Helminthic therapy is still at the experimental stage, but some patients are unwilling to wait. In 2007, self-infected entrepreneurs Garin Aglietti and Jasper Lawrence founded a worm therapy start-up called AutoimmuneTherapies in the US by harvesting hookworms plucked and sterilised from their own faeces, and charging between $2,000 to $3,000 per dose. However in 2009, the Food and Drug Administration defined helminths as biological products that could not be sold before having undergone a series of clinical trials, which they had not. Aglietti set up his own WormTherapy operation to Tijuana, Mexico, and Lawrence returned to his native England.
Herbert Smith, a financial analyst in New York bought hookworms, and pig and human whipworms from WormTherapy and AutoimmuneTherapies, either travelling to Mexico or receiving mail-order worms from Lawrence. Smith was diagnosed with Crohn’s disease in 1996, and lost a foot of his intestines to surgeries before he stumbled on one of Weinstock’s papers. Today, he maintains a healthy population of hookworms, which he says have caused a complete remission. “This therapy could help people who don’t have any other treatment options,” Smith says.
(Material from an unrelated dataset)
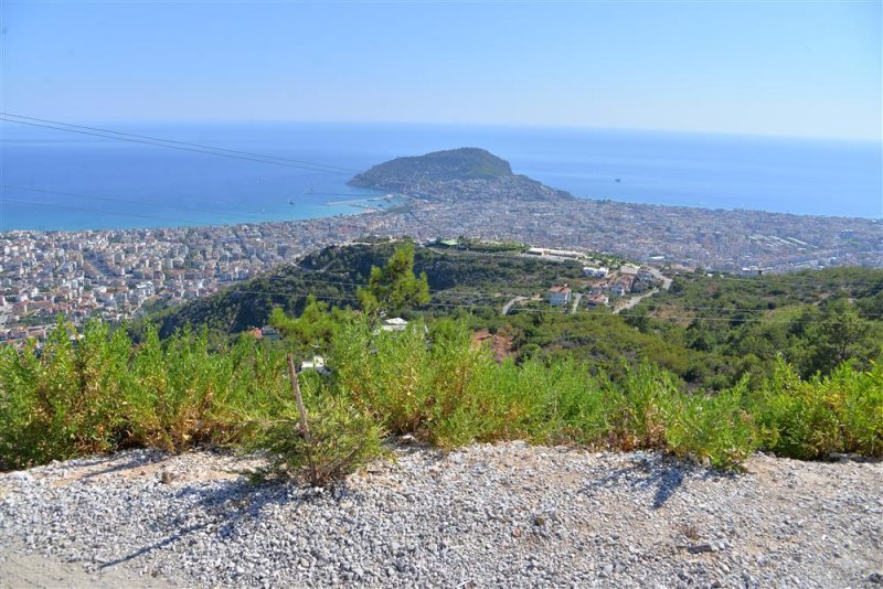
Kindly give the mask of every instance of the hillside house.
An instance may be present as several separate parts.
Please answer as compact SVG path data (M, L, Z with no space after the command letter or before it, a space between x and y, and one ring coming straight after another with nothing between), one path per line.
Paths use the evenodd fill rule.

Not everyone responds so well, however. Moises Velasquez-Manoff, a journalist, also visited Aglietti’s Tijuana clinic to receive a dose of 30 hookworms for his allergies and asthma, and to chronicle the experience in his book, An Epidemic of Absence. Once infected, he suffered diarrhoea and a dull, constant gut pain, and his allergies failed to improve. After a year and a half he took medication to flush out the invaders. “The idea is very, very powerful,” Velasquez-Manoff says. “They just weren’t doing anything for me.”